Indonesia Gagal Penuhi Janji Global 2020 Kendalikan AIDS

Indonesia Gagal Penuhi Janji Global 2020 Kendalikan AIDS

Indonesia bukan satu-satunya negara yang gagal dalam pencapaian target global ini. Berbagai negara dengan beban HIV yang tinggi memang berada jauh di luar jalur. Dalam Global Report 2020-nya, UNAIDS melaporkan dari sekitar 38 juta Odha di dunia, baru sekitar 25,4 juta Odha yang mendapatkan pengobatan ARV. Artinya, masih ada 12,6 juta Odha yang belum terobati.

Selain itu, walaupun mengalami penurunan yang cukup signifikan sejak tahun 2010 (sebesar 38%), angka penularan baru HIV di tahun 2019 masih berada di sekitar angka 1,7 juta kasus, sedangkan target di tahun 2020 adalah lebih sedikit dari 500.000 kasus. Angka kematian terkait AIDS pun gagal mencapai target dengan capaian 690.000 dibandingkan target lebih sedikit dari 500.000 kematian. Indonesia bahkan menjadi negara ketiga terbesar se-Asia Pasifik dengan angka penularan baru HIV mencapai 50.282 di tahun 2019, dan 32.293 sejak Januari hingga September 2020 lalu.

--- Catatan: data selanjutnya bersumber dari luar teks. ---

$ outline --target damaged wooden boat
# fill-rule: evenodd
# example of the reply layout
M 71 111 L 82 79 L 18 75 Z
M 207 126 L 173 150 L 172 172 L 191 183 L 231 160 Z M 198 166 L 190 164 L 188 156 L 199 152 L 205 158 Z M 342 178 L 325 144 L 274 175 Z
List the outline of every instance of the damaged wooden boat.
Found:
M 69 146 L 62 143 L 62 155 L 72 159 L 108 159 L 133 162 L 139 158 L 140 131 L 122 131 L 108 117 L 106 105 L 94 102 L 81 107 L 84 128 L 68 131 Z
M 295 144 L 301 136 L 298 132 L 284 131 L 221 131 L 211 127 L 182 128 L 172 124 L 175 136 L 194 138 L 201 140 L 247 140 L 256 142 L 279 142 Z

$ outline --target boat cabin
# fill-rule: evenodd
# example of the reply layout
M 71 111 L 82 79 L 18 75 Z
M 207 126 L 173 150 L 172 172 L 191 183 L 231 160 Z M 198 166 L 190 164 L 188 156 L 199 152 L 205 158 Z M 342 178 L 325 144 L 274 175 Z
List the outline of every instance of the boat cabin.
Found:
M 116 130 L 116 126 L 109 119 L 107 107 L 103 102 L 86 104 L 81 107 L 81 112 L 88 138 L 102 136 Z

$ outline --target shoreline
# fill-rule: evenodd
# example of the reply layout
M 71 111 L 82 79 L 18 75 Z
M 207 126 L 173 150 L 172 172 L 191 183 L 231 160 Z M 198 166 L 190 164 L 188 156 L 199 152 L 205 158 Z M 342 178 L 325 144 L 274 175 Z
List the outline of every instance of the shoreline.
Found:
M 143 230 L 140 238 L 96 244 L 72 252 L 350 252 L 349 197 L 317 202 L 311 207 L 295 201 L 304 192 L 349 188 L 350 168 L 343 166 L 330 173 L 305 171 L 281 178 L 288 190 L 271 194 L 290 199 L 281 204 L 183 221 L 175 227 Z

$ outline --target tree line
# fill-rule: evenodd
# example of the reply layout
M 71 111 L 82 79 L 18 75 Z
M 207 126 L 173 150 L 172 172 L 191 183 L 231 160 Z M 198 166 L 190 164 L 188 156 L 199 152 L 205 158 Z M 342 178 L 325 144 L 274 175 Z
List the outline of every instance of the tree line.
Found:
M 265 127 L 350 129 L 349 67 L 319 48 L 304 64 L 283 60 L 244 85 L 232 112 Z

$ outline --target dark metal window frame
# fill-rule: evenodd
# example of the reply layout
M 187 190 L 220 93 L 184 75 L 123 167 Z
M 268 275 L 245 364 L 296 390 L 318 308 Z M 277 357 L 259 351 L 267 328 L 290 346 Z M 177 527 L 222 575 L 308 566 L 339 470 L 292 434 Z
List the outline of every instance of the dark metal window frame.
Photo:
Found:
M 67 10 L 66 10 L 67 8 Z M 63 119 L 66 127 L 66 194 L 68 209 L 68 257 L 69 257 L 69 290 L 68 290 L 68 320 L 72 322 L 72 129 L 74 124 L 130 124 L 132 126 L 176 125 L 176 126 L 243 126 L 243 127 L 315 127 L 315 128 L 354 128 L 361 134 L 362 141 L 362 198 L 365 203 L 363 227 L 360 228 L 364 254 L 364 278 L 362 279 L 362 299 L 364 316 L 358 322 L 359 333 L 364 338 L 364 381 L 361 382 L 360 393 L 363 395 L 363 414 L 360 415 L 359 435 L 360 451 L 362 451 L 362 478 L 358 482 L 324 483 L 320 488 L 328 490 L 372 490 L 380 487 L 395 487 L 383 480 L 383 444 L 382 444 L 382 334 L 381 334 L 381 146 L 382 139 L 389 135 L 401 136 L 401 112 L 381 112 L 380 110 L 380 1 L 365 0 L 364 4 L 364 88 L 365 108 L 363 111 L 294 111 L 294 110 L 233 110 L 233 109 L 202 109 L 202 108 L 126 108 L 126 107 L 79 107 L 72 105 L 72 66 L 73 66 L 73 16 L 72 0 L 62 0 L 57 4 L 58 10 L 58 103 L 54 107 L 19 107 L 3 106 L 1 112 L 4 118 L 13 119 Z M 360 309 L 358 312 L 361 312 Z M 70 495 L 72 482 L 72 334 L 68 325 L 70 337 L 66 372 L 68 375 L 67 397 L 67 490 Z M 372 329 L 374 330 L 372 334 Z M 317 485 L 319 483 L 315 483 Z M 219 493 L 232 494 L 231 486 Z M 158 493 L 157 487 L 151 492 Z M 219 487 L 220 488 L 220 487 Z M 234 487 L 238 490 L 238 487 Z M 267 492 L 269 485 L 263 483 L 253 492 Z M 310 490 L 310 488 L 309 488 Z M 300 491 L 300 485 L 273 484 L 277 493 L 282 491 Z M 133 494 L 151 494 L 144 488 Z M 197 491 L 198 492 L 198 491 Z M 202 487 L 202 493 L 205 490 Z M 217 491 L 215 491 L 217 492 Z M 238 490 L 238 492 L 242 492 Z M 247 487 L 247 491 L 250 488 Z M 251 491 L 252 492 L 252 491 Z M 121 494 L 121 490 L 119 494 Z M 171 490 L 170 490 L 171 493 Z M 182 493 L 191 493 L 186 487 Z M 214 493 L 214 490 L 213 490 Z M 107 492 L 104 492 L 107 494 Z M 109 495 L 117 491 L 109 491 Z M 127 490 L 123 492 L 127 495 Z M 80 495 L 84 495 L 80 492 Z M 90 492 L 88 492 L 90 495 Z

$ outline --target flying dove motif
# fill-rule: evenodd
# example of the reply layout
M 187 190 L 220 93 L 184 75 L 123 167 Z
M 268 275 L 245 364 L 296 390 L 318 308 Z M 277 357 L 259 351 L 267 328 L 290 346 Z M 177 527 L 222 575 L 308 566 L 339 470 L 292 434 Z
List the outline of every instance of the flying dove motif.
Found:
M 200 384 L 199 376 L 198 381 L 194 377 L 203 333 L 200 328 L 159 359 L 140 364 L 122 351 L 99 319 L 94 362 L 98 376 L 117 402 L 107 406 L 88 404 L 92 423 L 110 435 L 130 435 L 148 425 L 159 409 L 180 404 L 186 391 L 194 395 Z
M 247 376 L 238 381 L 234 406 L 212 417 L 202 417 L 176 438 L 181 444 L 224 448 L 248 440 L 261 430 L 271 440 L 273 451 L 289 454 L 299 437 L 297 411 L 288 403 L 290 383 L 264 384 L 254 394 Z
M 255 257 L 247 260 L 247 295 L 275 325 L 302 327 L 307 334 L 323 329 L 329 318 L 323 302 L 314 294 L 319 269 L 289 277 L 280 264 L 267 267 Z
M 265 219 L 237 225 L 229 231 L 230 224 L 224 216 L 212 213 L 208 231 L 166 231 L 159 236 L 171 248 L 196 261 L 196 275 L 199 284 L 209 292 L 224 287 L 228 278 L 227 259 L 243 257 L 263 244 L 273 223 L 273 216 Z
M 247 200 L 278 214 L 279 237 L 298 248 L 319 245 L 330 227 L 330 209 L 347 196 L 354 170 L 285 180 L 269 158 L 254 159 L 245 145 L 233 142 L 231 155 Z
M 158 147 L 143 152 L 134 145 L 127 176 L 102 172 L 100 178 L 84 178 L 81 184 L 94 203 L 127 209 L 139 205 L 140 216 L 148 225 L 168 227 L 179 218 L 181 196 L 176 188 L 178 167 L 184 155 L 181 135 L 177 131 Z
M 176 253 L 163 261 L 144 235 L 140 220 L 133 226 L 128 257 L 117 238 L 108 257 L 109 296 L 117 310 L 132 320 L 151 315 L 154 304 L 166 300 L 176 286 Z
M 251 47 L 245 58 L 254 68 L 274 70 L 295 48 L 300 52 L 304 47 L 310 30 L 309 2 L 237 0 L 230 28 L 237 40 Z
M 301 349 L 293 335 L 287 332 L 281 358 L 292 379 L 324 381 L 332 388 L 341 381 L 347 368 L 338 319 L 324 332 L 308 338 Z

“Sejatinya, janji politik global mampu menciptakan komitmen politik dari pemimpin negara untuk melakukan penanggulangan HIV/AIDS yang lebih efektif. Namun, janji itu hanya retorika belaka. Kami tidak merasakan adanya urgensi dari pemerintah dalam penanggulangan HIV/AIDS di Indonesia,” ujar Aditia Taslim, Direktur Eksekutif Rumah Cemara.